Itu tidak benar. Almarhumah meninggal dunia karena sakit," katanya, dikutip dari TribunJateng.com.
Ia menuturkan, korban memiliki riwayat penyakit syaraf kejepit.
Mungkin, lanjutnya, saat Aulia Risma merasa sakit dan dalam keadaan darurat, ia lalu menyuntikkan obat anestesi dan kelebihan dosis.
"Intinya pihak keluarga menampik terkait bahwa korban almarhumah itu meninggal dunia karena bunuh diri," katanya.
"Kami sebagai kuasa hukum dari keluarga itu menolak berita tersebut," tegasnya.

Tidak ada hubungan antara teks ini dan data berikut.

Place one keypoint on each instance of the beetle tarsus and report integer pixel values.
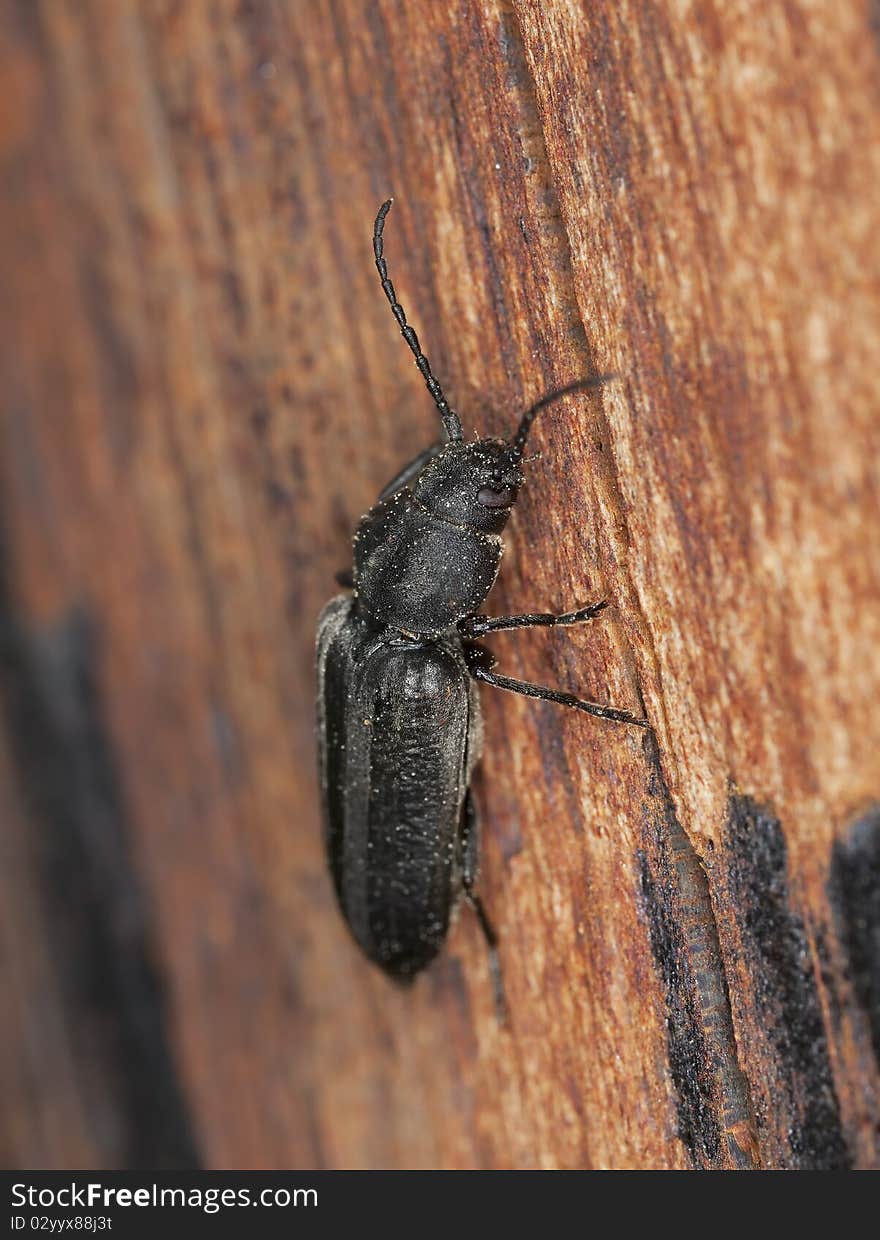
(545, 695)
(477, 625)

Ditanya soal hasil investigasi Kementerian Kesehatan (Kemenkes) soal adanya perundungan, pihak keluarga menyerahkan pada pihak terkait.

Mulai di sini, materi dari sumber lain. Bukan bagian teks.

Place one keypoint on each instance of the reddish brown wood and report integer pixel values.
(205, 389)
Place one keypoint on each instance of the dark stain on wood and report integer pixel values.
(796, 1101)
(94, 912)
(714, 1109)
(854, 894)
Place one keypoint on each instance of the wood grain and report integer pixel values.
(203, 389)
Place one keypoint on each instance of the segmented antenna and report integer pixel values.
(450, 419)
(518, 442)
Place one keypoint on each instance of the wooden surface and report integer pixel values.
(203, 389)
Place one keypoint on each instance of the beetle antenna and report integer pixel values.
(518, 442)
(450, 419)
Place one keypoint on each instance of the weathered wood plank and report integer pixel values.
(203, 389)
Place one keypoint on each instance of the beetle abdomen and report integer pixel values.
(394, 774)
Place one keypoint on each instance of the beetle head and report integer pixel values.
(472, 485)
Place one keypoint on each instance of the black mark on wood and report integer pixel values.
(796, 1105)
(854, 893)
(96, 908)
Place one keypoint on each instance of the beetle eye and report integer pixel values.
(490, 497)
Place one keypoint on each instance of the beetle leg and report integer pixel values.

"Itu kewenangan dari pihak Kementerian Kesehatan untuk menata dapur rumah tangganya,"
"Kami hanya sebatas memberikan keterangan apa yang dibutuhkan oleh Kemenkes RI," jelasnya.
Sebelumnya diberitakan, dr Aulia Risma Lestari, peserta PPDS mengeluh berat mengikuti pendidikan di Fakultas Kedokteran Undip Semarang.
Dia bercerita pada ayahnya, melalui rekaman suara atau voice note yang dikirim melalui HP.
Dokter Aulia Risma mengaku program di PPDS tersebut kacau balau.
Dia harus bekerja tanpa henti di luar kesibukannya sebagai peserta kedokteran spesialis anestesi.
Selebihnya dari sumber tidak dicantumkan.